Overjoyed, Boris starts this diary to talk about his success: in fact, his script is spotted and validated by a famous local producer, Jean Chabloz, who promises him “that together they will make a beautiful film”. Little by little, over the pages and to please a major television channel, the screenwriter will have to change his point.

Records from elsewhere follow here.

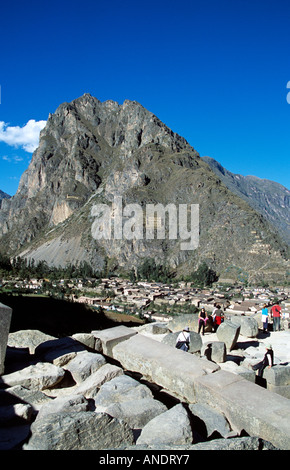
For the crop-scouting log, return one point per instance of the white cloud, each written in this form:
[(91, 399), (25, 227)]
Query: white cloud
[(12, 159), (26, 137)]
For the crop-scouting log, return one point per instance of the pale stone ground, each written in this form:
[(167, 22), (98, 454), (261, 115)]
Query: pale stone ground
[(252, 349)]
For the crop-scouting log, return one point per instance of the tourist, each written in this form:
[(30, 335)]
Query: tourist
[(218, 318), (202, 319), (183, 340), (268, 361), (276, 314), (265, 318)]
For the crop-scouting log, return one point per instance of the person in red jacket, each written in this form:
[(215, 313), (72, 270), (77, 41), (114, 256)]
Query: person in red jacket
[(276, 314)]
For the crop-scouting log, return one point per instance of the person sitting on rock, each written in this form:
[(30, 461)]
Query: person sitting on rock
[(202, 319), (218, 317), (267, 361), (183, 340)]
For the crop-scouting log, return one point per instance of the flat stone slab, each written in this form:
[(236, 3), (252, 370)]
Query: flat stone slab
[(112, 336), (247, 406), (173, 369)]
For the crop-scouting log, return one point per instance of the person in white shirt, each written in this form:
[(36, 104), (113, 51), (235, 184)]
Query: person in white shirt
[(183, 340)]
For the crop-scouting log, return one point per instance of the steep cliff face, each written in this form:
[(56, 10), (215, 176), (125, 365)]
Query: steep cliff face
[(92, 152)]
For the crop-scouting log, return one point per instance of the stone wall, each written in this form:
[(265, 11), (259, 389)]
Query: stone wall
[(5, 319)]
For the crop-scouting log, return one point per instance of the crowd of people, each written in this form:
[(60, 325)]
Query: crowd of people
[(273, 313)]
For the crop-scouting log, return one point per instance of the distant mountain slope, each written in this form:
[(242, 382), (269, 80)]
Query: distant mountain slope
[(271, 199), (88, 153)]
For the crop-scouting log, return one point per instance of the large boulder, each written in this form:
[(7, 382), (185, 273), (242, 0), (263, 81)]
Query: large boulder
[(84, 364), (195, 341), (90, 387), (136, 413), (170, 428), (84, 430), (72, 403), (228, 332), (50, 350), (120, 389), (214, 351), (214, 422), (39, 376), (30, 339)]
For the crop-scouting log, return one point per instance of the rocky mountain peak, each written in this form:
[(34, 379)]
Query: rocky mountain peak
[(90, 151)]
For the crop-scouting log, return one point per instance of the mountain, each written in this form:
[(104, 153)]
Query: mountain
[(269, 198), (91, 152), (3, 196)]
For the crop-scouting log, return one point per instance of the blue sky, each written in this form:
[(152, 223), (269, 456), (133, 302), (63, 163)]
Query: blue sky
[(214, 71)]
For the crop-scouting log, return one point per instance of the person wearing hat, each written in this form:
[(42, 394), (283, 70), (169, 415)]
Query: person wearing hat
[(268, 361), (183, 340)]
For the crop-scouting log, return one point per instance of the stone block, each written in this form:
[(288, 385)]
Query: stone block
[(172, 369), (5, 320), (228, 332), (278, 375), (112, 336)]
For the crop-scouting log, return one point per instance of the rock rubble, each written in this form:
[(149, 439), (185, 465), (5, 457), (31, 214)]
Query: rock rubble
[(66, 394)]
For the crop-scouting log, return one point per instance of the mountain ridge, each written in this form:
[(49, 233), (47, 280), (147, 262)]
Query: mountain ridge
[(88, 153), (268, 197)]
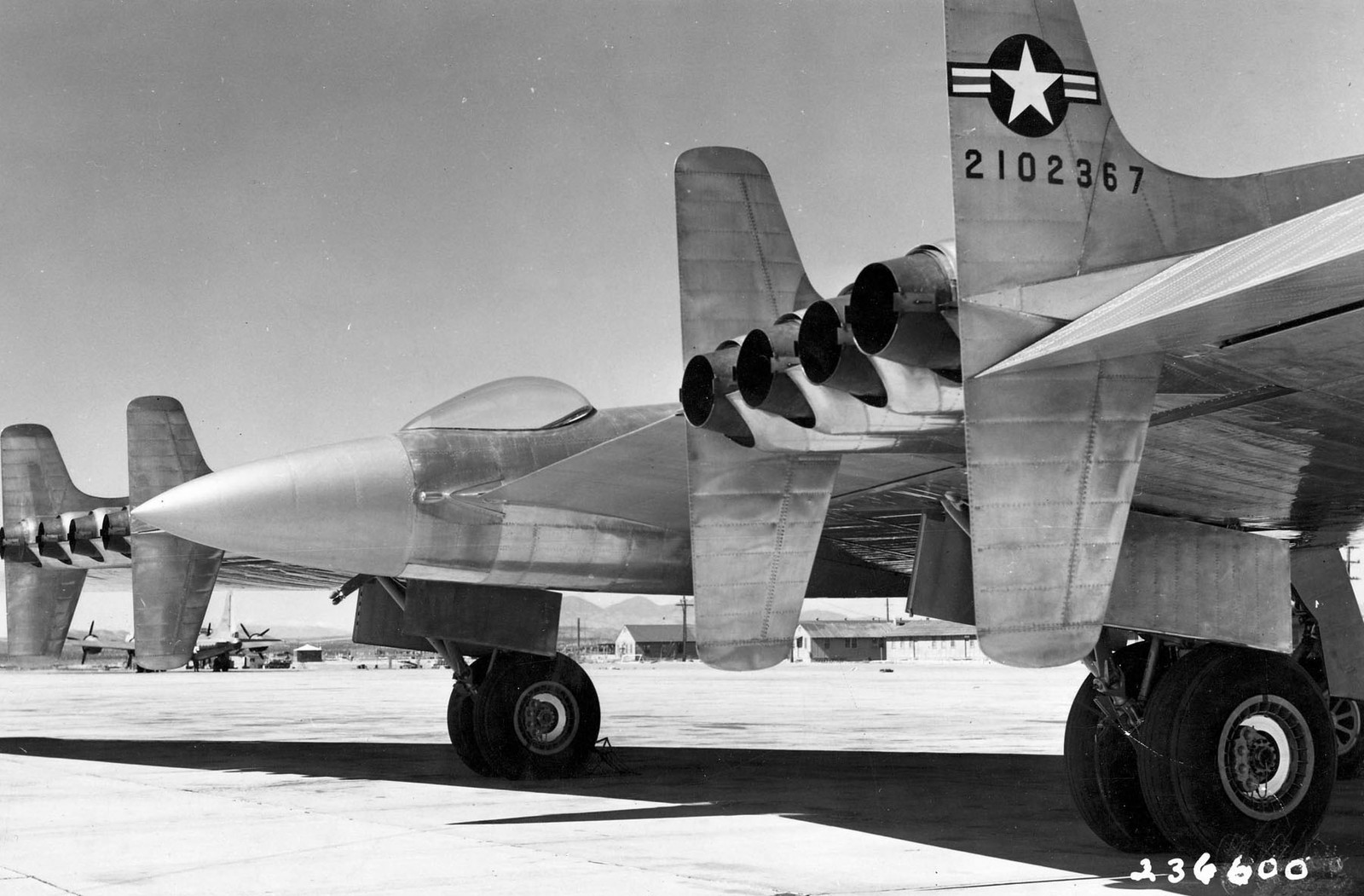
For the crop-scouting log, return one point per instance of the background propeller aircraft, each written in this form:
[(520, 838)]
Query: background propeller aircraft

In my eyes, the most appropriate medium to talk about compromise in art was cinema. There are so many means at play between the producer, the director, the actors, that it makes it easier to lose the original idea.
Fabrice Caro
An uncompromising fall
It all starts with the casting change: the glamorous couple chosen by Boris becomes a couple of old friends. In this new version, Louis Garrel is replaced by Kad Merad and Mélanie Thierry by Christian Clavier. Then, it’s the turn of the dialogues: the romantic and tragic exchanges must now give way to excessive humor. Finally, to prolong the loss, the title he had chosen is replaced by something more explicit; Boris wanted to write a contemporary tragedy, so he ended up writing a bold comedy. A shipwreck that the readership witnesses, dumbfounded.
Inject comedy? Injecting comedy into a breakup story? (…) Why not inject comedy into “Elephant Man”? (…) After all, let’s get people back into the theaters, let’s inject some comedy, yay, all that. And what a hideous verb, to inject, as one injects botox into an aging epidermis to make it appear more dapper.
Excerpt from “Journal d’un scenario” by Fabrice Caro
“We’re going to make a beautiful film!”
For Fabrice Caro, if it is possible to detect a criticism in his novel, it lies in the fact of hierarchizing the arts. Indeed, a comedy has as much value as a drama and vice versa, because everything is a question of emotion, the only valid criterion, according to the French author. An idea that he admirably develops in his “Journal d’un scenario”.
During the writing process, the novel was titled “We’re going to make a beautiful film!”. A phrase that Boris’s producer, Jean Chabloz, reminds him of constantly in order to reassure him in his creative approach.
We are going to make a beautiful film. A phrase that I’ve been repeating to myself over and over again since this morning, still finding it hard to believe. There is something reassuring and artisanal about it, it exudes beautiful work and hands in the earth.
Excerpt from “Journal d’un scenario” by Fabrice Caro
The sentence punctuates the novel like a clever refrain, a sort of gimmick which accompanies the readership until the end of the novel, in a spectacular and cruelly funny manner.
Layla Shlonsky/sc
Fabrice Caro, “Journal of a scenario”, ed. Gallimard.